This last week was one for the books. It started off getting expected news that mother-in-laws cancer was back and on to a new treatment. Something we expected but of course disappointing news.
From that low to the following day celebrating 25 years of marriage. Although we celebrated the last time David was home the day came and went with me pulling out my pictures from that day and brought with it some great and also painful memories. It was the day my life changed forever in not only one way but it was also the start of the spiraling down of my family that I grew up with for the first 21 years. The good outweighed the bad but I couldn't help feel that sadness creeping into my celebration. But the day wasn't a total bust, I treated myself to a massage and my friend rubbed all the toxic thoughts out of my mind.
The following three days were filled with lunches, dinners and topped off with my half-day beautification on Friday.
You are probably asking what does this have to do with the title of the blog? The topic of post-partum depression came up several times this week and it made me think of how hectic my life has pretty much always been no matter what point in time of my life. This is something I didn't experience with either of my children. I didn't have time. With our son Matthew I was back to work the required six weeks after birth. Yes I felt guilty but with no choice but to take him each morning to David's aunt I knew it was for the best. We needed the double income since we had only been married for a short time so I knew I was doing what was best for the family. 16 months later we were in a slightly different situation, I took a six month leave of absence.

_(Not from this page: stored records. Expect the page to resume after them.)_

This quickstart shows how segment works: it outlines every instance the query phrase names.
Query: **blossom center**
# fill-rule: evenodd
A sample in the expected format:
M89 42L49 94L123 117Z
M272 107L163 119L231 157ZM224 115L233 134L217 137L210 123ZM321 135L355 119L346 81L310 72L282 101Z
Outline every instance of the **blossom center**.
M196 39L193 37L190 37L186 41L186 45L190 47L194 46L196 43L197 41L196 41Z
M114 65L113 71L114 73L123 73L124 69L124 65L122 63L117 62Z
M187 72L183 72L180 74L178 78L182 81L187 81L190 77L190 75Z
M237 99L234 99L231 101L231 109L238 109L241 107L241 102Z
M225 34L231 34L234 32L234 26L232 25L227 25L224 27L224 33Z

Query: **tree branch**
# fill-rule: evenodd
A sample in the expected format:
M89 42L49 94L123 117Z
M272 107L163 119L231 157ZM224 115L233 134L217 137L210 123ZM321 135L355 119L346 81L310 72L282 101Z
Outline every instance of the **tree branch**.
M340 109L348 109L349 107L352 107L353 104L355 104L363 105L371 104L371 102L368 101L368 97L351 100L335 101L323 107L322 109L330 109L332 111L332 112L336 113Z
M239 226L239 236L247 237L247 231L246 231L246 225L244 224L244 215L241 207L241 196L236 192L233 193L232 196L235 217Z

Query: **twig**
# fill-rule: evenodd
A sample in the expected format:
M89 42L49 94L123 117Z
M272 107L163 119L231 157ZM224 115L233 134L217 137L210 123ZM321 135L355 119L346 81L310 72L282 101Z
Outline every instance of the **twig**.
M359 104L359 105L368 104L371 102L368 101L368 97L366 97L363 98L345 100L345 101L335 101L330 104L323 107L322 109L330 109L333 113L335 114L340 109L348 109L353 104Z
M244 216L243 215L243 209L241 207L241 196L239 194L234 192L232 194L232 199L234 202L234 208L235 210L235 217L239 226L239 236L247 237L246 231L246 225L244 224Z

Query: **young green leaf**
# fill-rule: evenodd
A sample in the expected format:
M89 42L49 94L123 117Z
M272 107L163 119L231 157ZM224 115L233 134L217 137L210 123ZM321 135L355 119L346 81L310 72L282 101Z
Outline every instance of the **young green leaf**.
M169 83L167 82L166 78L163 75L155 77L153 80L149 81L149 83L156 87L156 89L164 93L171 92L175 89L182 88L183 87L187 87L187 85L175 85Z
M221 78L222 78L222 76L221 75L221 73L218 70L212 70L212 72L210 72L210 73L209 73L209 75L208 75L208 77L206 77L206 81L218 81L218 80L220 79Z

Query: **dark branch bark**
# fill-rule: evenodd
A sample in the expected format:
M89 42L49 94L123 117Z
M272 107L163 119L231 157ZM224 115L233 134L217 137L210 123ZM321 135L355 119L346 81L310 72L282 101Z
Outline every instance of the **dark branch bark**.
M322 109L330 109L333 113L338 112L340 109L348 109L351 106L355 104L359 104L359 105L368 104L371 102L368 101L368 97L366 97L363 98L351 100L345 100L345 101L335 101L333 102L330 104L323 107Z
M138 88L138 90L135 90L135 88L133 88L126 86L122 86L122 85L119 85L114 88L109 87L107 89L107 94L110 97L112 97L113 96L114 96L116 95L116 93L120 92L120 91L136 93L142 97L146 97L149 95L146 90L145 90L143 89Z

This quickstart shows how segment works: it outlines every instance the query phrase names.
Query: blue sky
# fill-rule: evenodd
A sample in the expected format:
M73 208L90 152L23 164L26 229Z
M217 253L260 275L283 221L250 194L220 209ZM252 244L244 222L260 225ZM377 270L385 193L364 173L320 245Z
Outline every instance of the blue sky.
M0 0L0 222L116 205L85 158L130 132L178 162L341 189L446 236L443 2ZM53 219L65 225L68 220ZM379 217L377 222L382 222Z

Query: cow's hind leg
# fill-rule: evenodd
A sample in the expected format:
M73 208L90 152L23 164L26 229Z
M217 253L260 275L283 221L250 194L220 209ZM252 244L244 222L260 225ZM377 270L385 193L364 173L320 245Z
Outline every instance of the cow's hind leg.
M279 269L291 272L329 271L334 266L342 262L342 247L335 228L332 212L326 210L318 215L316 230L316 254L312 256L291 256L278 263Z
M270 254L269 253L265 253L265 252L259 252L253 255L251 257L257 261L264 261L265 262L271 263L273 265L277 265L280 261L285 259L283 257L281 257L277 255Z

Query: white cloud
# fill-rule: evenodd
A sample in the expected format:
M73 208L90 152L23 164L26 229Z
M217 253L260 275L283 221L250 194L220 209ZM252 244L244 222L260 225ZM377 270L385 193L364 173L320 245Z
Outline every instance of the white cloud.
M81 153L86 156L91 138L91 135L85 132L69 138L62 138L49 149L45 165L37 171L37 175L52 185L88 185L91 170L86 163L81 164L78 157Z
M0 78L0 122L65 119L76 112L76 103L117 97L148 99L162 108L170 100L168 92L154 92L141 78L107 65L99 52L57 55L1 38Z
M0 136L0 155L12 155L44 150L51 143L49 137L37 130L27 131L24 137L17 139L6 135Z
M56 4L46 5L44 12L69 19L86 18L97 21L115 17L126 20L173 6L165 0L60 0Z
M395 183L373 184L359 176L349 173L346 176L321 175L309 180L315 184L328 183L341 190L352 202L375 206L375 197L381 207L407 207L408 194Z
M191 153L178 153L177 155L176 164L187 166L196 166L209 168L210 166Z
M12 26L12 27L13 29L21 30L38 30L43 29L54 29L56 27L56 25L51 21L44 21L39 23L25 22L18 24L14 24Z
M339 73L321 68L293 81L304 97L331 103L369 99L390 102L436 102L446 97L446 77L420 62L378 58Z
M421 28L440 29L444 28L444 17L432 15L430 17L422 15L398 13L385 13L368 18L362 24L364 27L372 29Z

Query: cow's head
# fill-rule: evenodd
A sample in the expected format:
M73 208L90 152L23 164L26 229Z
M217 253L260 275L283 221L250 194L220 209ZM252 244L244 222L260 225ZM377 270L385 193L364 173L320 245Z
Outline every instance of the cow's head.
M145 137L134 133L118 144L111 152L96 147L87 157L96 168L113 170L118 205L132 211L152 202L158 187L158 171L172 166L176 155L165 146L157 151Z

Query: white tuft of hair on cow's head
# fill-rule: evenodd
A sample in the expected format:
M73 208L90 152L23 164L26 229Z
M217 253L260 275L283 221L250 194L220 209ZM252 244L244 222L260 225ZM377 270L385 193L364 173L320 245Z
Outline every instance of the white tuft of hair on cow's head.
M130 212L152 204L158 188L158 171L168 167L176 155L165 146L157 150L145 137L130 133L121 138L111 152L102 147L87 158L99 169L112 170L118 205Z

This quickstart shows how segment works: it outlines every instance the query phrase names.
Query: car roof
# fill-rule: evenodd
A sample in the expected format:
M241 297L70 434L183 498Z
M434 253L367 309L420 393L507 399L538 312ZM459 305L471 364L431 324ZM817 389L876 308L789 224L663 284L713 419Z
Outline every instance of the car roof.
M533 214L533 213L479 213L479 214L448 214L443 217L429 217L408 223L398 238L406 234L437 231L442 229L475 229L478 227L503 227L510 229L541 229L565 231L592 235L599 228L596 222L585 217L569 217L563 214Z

I had promoted up several positions since Matthew was born and felt I was able to take the time and spend with both of them.
I know I will probably get alot of raised eyebrows for this next comment but I would venture to say those who stay at home with there children have probably a higher percentage of going through post-partum then those who return to work quickly. The more time they have to try and juggle the time being at home 24/7 gives them no outlet to push through the possibility of being depressed. What we chose to do as individuals always raises some interesting debate. I have mentioned in several posts how stay-at-home moms and working moms get alot of flack. I have been on both sides of the fence. I chose to be a stay-at-home mom later in our children's lives but felt that would benefit them more in the long run. When they both went off the college I went through a short period of empty nester but I managed to pull up my boot strings and get involved not only in community groups but also continue to run our business and then another consultant business on the side.
As I began to reach the AARP age of maturity I think getting older puts me more into a funk sometimes than any of the other prior syndromes. But I always try and remember "Your as young as you feel" if you keep a young attitude things will always be in your favor. Keep active and try, try not to let things get you down. Would I do it over again? Yes but with a few minor changes of course, wouldn't we all truthfully??
2 comments:
I think you are correct--stay-at-home moms are more likely to be depressed. I know I was right after my kids were born! I was overwhelmed, tired all the time, and more depressed than I had ever been in my life. And I loved my kids with all my heart!
I can honestly say that I felt older then than I do now.
Complex issue really, as it depends so much on circumstances, previous experiences, and maternity provision for working mothers.
I work full time and returned to work 3 months after my first child was born (in the UK at the time we got 18 weeks paid maternity leave), with my second child 7 years later my return was nearly 6 months after the birth, with some annual leave attached (by that time the allowance was 26 weeks maternity leave, including time off before the birth). So much more generous than in the USA - your maternity allowance horrifies me. I was post natally depressed with the first child but not the second, with whom I was much more chilled and determined to avoid the mistakes I made first time round.
I loved returning to work each time and the mental challenge it gave me though it was very tiring juggling everything, but first time round the return was not an ease back to work as the second time was and I think this made a big difference for me and my ability to cope as a mum and breadwinner. For me being a stay at home mum is just not an option.